What is the Needle in a Haystack test for LLMs?
The Needle in a Haystack (NIAH) test evaluates how well an LLM can retrieve a specific piece of information ("needle") placed at various positions within a long context ("haystack"). The test varies both the position of the needle and the total context length to produce a heatmap of retrieval accuracy. A perfect score means the model can find the information regardless of where it appears in the context.
How much does context window length affect API cost?
Context length directly affects cost because you pay per input token. Sending 128K tokens of context to GPT-4.5 at $75/1M input tokens costs $9.60 per request. The same context sent to Claude Opus 4.6 at $15/1M tokens costs $3.00. For cost efficiency with long contexts, Gemini 2.5 Flash at $0.15/1M tokens costs only $0.15 for 1M tokens.

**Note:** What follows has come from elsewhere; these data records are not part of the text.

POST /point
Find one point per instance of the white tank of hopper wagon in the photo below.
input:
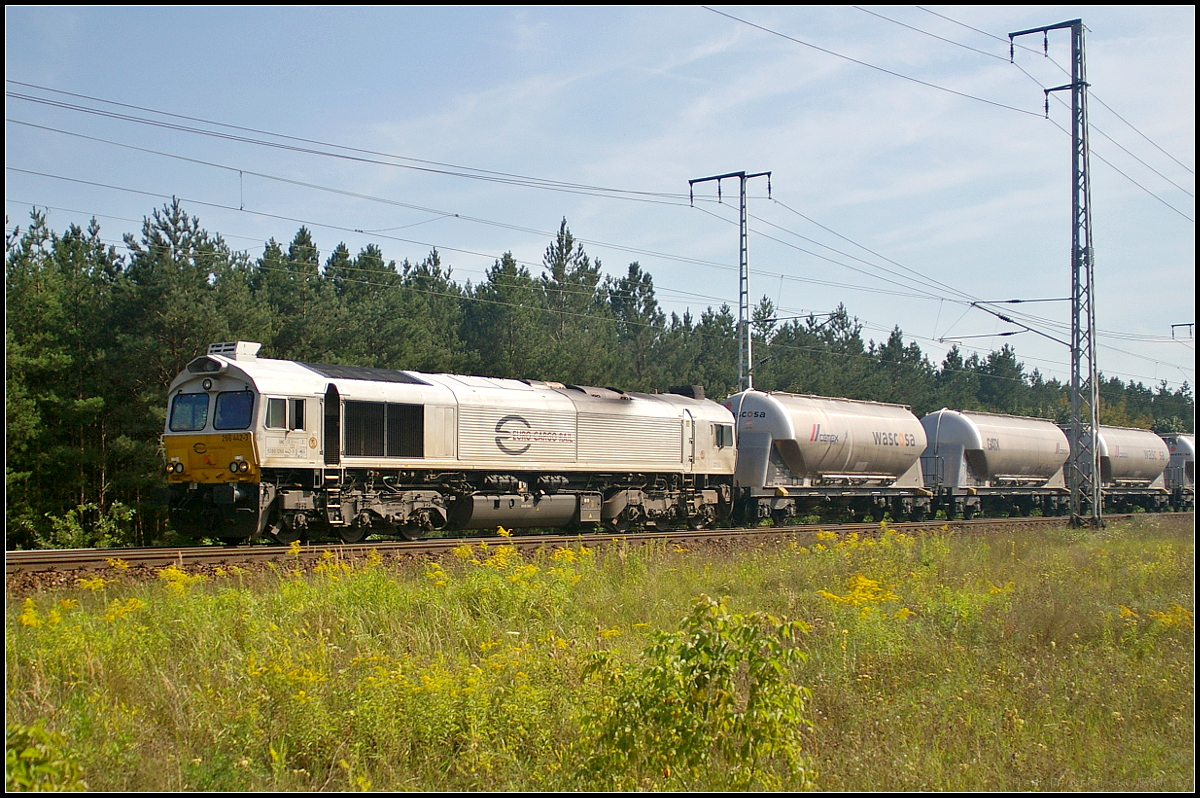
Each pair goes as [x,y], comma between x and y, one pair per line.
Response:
[969,449]
[797,441]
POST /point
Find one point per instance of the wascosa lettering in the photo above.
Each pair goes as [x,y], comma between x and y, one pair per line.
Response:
[823,437]
[894,439]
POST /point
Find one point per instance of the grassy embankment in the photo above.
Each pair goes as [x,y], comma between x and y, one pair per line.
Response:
[1033,661]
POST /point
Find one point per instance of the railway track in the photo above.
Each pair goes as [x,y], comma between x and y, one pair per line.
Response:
[65,565]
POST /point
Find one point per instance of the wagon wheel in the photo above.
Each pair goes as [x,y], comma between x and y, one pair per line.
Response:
[703,519]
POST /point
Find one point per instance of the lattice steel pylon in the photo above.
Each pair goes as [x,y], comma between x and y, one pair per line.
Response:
[745,340]
[1084,467]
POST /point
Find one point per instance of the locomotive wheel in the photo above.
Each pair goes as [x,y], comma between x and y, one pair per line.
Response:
[627,519]
[408,532]
[285,537]
[353,534]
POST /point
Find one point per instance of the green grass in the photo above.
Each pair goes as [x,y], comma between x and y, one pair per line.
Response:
[1032,661]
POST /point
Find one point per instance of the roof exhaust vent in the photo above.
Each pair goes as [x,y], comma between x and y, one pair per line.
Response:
[690,391]
[237,349]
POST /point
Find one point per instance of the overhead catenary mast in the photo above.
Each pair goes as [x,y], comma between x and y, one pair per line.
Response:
[745,358]
[1084,468]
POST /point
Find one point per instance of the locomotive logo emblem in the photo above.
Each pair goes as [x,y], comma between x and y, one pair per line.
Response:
[515,436]
[511,430]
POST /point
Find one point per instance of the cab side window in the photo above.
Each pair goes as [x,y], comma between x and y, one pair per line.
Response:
[234,411]
[276,413]
[189,412]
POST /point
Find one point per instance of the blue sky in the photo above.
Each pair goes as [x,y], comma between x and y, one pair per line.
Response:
[910,174]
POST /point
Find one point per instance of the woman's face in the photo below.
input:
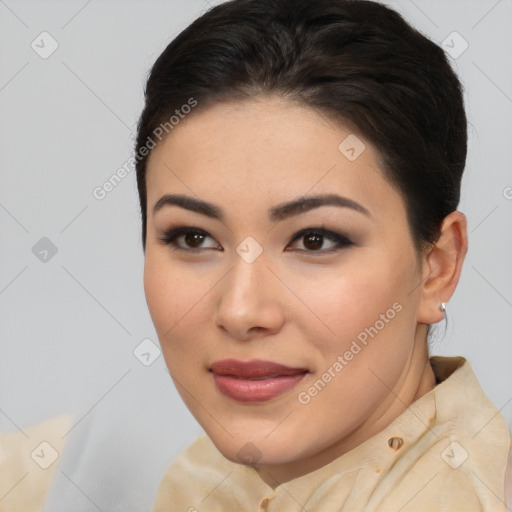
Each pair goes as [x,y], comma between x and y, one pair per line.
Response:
[265,270]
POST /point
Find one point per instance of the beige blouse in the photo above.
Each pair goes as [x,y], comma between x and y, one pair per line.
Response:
[447,452]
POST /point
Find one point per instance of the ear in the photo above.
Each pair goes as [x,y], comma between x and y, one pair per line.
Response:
[442,266]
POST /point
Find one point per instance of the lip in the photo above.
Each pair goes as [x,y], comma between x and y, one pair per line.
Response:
[255,380]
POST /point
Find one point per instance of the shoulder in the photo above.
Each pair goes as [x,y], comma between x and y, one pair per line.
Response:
[197,468]
[28,461]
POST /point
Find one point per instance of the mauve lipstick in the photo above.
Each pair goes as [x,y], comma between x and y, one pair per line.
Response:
[255,380]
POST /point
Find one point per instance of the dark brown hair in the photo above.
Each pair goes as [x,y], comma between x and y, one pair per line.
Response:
[359,62]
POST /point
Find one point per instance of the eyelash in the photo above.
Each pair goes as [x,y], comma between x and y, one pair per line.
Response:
[170,236]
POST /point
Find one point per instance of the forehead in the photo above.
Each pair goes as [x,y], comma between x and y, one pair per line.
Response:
[268,150]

Use the KickLLM calculator to model exact costs.
Should I use the full context window or RAG?
It depends on your use case. Full context is better for tasks requiring holistic understanding of a document (summarization, analysis) and when you have fewer than 100K tokens of relevant content. RAG is better when you have millions of documents, need real-time information, or want to minimize cost. Many production systems use a hybrid approach: RAG to retrieve relevant chunks, then feed them into a long context window for reasoning.